The START procedure proceeds with a rapid approach used by teams from agencies such as California Highway Patrol, New York Police Department, and municipal fire services. First, responders command a simple "walking wounded" call similar to mass movement protocols seen in responses coordinated with Metropolitan Police Service and Transport for London during major incidents. Assessment uses: respiratory rate, capillary refill or radial pulse, and ability to follow simple commands, reflecting standards taught in courses by American Heart Association and National Association of Emergency Medical Technicians. Implementation often integrates incident command structures like the Incident Command System and coordination with dispatch centers modeled after Los Angeles County Fire Department communication systems.
Training for START is delivered through programs run by institutions such as Red Cross, St. John Ambulance, EMT-Basic and Paramedic academies, and regional disaster exercises hosted by Federal Emergency Management Agency and Department of Homeland Security partners. Simulated incidents used for drills draw on historical cases including the 9/11 attacks, London bombings (2005), and major sporting-event security plans for venues like Wembley Stadium and Madison Square Garden. Practical exercises emphasize concurrency with hospital surge plans at trauma centers like Royal London Hospital and University Hospital Birmingham and interoperability with military medical assets such as United States Army Medical Command in large-scale disasters.
Critiques of START appear in analyses by academics at Harvard School of Public Health, Johns Hopkins Bloomberg School of Public Health, and within reports by National Academies of Sciences, Engineering, and Medicine. Limitations cited include oversimplification of physiologic complexity compared with systems like Revised Trauma Score or Triage Sieve, challenges during incidents described in reports on the Utøya attack and Mumbai attacks (2008), and difficulty accounting for special populations treated in centers like Great Ormond Street Hospital and Sheba Medical Center. Ethical debates reference frameworks from World Medical Association and legal reviews involving agencies such as Department of Justice and state health departments.
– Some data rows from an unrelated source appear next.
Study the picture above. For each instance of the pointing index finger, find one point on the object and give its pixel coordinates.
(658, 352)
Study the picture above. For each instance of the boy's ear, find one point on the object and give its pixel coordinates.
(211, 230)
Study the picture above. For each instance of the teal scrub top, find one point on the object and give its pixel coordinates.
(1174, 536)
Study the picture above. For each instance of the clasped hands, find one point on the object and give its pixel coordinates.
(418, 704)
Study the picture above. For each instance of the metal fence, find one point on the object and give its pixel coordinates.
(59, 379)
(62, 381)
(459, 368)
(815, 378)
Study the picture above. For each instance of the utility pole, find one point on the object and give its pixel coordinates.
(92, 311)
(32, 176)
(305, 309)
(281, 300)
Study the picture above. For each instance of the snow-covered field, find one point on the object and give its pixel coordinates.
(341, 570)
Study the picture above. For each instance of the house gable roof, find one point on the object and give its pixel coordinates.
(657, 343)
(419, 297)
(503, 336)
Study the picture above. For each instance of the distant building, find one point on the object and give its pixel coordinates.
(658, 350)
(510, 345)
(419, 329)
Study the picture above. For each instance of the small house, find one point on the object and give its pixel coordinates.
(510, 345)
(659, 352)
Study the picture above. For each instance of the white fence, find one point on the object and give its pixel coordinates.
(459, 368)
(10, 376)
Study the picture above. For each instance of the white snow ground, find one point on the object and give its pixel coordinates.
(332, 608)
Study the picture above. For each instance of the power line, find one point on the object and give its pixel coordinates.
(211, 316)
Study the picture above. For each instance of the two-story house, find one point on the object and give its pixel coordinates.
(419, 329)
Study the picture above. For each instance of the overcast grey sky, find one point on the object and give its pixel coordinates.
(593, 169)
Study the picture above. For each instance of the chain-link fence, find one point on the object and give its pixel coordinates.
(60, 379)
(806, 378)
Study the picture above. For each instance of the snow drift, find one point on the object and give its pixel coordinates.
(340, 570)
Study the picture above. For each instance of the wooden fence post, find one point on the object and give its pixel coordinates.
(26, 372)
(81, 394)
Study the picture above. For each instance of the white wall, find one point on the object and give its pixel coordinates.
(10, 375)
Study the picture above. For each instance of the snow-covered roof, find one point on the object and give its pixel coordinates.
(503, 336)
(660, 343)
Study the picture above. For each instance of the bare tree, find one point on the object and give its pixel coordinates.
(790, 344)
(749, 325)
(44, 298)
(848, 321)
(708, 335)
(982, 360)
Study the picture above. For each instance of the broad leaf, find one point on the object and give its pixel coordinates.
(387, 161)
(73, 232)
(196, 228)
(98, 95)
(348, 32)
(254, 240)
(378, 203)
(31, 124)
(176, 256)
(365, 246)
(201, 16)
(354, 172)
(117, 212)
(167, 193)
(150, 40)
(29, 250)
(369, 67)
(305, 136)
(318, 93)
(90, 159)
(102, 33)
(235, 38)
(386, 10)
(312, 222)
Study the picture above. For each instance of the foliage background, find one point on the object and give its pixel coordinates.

Numerous adaptations and related systems coexist with START, including SALT (Sort, Assess, Lifesaving Interventions, Treatment/Transport), CareFlight triage model, Triage Sieve, and military protocols like the Simple Triage and Rapid Treatment (military) approaches used by United States Navy Hospital Corps. International triage variants are applied in systems overseen by World Health Organization, European Centre for Disease Prevention and Control, and national services such as Australian Red Cross and Health Service Executive in Ireland. Hospitals and agencies often combine START with in-hospital triage tools like the Manchester Triage System and scoring systems including Glasgow Coma Scale and National Early Warning Score to refine resource allocation.